The Khwāja came from Sīstān, and they write him Sijzī* which is the Arabic for Sigzī. His honoured father who was named Khwāja Ḥasan and who was a contented husbandman died when he was in his fifteenth year. Shaikh Ibrāhīm* Majẕūb of Qandūz's attention was drawn to him and by the blessing of his glance the pains of inquiry seized the Khwāja's soul, and cut away outward ties. He hastened to Samarqand and Bokhāra and for a time applied himself to the acquisition of knowledge. From there he went to Khurāsān and there he grew up. In Hārūn which is a depen­dency of Nīshāpūr he made the acquaintance of Shaikh Oman Hārūnī and became his disciple. For twenty years he practised strenuous austerities in the Shaikh's company, and undertook journeys, and sojournings in strange lands. He became acquainted with many saints of the time, such as Shaikh Najmu-d-dīn Kubrī. In short, he is one of the great men of the Cistī order.
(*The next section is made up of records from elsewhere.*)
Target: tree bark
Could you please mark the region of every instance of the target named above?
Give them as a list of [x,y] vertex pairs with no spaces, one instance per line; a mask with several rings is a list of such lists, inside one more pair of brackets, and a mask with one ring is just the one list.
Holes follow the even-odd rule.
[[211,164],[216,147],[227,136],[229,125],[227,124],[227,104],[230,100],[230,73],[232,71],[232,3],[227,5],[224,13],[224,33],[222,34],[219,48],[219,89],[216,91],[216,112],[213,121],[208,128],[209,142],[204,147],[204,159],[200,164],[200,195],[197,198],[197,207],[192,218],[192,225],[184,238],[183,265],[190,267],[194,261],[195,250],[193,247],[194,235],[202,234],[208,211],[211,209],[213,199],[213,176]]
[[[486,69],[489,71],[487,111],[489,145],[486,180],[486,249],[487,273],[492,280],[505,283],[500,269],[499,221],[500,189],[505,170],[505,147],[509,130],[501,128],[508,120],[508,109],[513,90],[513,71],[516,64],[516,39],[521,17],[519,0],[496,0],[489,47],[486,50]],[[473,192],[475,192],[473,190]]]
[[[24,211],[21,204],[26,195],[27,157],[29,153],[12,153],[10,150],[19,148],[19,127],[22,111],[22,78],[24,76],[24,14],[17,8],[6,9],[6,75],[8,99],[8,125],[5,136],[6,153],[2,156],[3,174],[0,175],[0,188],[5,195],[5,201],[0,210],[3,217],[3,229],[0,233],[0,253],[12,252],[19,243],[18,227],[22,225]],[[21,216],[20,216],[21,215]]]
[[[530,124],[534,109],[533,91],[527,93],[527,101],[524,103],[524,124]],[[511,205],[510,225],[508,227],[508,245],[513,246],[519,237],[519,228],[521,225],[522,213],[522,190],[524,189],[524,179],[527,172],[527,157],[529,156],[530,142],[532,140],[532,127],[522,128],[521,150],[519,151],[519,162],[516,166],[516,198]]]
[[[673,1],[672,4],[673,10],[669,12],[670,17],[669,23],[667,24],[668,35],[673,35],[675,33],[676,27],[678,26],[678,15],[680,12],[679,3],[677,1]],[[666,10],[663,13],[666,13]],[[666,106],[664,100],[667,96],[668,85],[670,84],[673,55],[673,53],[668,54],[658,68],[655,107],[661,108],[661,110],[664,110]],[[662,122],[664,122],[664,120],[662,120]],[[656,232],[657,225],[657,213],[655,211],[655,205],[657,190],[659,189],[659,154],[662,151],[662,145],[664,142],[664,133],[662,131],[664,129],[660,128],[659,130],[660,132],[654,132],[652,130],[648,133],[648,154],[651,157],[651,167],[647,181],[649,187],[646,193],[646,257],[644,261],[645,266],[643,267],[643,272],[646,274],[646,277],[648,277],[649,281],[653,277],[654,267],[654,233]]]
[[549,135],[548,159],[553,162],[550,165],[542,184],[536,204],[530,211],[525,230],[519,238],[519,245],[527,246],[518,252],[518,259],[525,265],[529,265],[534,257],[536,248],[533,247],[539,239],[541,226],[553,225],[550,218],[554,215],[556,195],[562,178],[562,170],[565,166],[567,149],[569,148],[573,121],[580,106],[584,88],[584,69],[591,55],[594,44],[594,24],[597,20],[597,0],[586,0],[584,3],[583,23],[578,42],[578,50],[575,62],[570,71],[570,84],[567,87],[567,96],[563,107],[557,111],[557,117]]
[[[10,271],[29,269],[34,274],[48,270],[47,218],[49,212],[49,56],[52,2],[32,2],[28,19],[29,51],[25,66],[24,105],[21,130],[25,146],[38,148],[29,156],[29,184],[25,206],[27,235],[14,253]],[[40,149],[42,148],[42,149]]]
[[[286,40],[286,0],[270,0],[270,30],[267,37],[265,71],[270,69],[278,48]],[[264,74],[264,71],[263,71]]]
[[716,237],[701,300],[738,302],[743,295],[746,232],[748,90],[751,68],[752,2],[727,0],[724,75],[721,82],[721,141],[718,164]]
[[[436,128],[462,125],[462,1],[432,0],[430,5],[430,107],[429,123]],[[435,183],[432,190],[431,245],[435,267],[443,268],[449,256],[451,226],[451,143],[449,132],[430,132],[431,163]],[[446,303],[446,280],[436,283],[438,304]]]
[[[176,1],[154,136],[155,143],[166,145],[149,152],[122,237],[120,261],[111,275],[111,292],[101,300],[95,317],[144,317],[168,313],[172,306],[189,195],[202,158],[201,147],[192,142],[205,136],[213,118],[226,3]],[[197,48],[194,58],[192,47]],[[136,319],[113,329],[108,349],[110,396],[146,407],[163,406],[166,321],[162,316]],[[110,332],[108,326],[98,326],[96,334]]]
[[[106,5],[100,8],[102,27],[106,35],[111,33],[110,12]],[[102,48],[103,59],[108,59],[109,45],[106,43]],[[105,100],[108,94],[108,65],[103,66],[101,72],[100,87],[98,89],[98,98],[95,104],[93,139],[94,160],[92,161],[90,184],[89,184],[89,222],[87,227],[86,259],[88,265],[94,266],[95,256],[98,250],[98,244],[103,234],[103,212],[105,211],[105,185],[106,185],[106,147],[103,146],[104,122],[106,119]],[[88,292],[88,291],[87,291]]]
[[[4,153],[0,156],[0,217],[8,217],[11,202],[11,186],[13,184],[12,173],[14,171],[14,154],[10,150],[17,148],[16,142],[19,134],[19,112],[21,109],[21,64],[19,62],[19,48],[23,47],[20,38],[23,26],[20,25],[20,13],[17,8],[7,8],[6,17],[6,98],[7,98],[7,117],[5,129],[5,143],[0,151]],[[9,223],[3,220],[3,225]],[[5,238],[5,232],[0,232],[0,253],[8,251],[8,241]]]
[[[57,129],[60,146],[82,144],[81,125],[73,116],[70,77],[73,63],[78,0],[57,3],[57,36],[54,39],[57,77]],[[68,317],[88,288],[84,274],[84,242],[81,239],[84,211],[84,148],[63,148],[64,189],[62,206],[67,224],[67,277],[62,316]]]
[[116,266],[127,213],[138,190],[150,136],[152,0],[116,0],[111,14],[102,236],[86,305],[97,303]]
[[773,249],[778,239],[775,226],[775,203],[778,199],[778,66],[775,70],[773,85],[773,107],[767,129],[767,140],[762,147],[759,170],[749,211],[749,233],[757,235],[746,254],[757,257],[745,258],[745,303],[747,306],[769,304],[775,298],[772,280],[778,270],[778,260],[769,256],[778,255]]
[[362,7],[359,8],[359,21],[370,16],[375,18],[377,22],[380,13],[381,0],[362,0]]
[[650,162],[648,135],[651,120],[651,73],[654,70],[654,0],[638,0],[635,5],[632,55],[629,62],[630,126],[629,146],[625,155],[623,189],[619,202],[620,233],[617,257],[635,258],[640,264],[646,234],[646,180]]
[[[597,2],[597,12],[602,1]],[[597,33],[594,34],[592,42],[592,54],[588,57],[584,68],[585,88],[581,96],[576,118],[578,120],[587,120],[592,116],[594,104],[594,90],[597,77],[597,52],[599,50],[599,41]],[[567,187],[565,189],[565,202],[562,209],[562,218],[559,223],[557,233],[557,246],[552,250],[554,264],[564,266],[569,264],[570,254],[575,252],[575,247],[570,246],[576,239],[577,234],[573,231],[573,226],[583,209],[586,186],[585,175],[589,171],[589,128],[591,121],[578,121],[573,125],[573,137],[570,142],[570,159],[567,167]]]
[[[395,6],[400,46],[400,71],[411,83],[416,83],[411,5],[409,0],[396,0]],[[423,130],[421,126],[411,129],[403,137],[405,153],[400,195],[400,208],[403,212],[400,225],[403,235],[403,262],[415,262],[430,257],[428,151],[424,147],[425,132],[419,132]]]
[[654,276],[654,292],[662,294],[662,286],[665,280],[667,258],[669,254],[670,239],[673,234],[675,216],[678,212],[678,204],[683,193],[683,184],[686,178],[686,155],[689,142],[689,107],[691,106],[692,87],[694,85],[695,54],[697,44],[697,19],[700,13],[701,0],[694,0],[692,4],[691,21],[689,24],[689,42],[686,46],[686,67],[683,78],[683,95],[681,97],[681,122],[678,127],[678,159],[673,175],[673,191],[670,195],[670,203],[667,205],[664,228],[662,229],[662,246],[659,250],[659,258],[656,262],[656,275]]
He is three* removes from Khwāja Maudūd Cistī and nine from Ibrāhīm Adham. Before M'uizzu-d-dīn, the son of Sām, came from Ghaznīn to India,* he took leave from his Pīr and came to that country. He estab­lished himself in Ajmīr, where Rai Pithorā, the ruler of India, resided. Certainly the Khwāja was a lord of austerities and spiritual con­flicts and had waged great wars with his carnal spirit. Though many miracles are related of him what miracle can be more glorious than the contest with the desires of this carnal spirit which is the father of excesses? Khwāja Qubu-d-dīn Ushī of Andijān became, in Bagdad, in the month of Rajab 522,* in the mosque of Imām Abū-i-lai* of Samarkand and in the presence of Shaikh Shihābu-d-dīn Sahrawardī, of Shaikh Uḥadu-d-dīn of Kirmān and of a number of other saints, the disciple of Khwāja M'uīnu-d-dīn. Shaikh Farīd Shakrganj, who is buried in Patan,* is a disciple of this Qubu-d-dīn, and Shaikh Niāmu-d-dīn Auliyā, who was the Pīr of Amīr Khusrū, gave his hand of discipleship to Shaikh Farīd. In short, many of the perfect masters have risen up from under the skirts of the Khwāja's* teaching. May God sanctify their souls!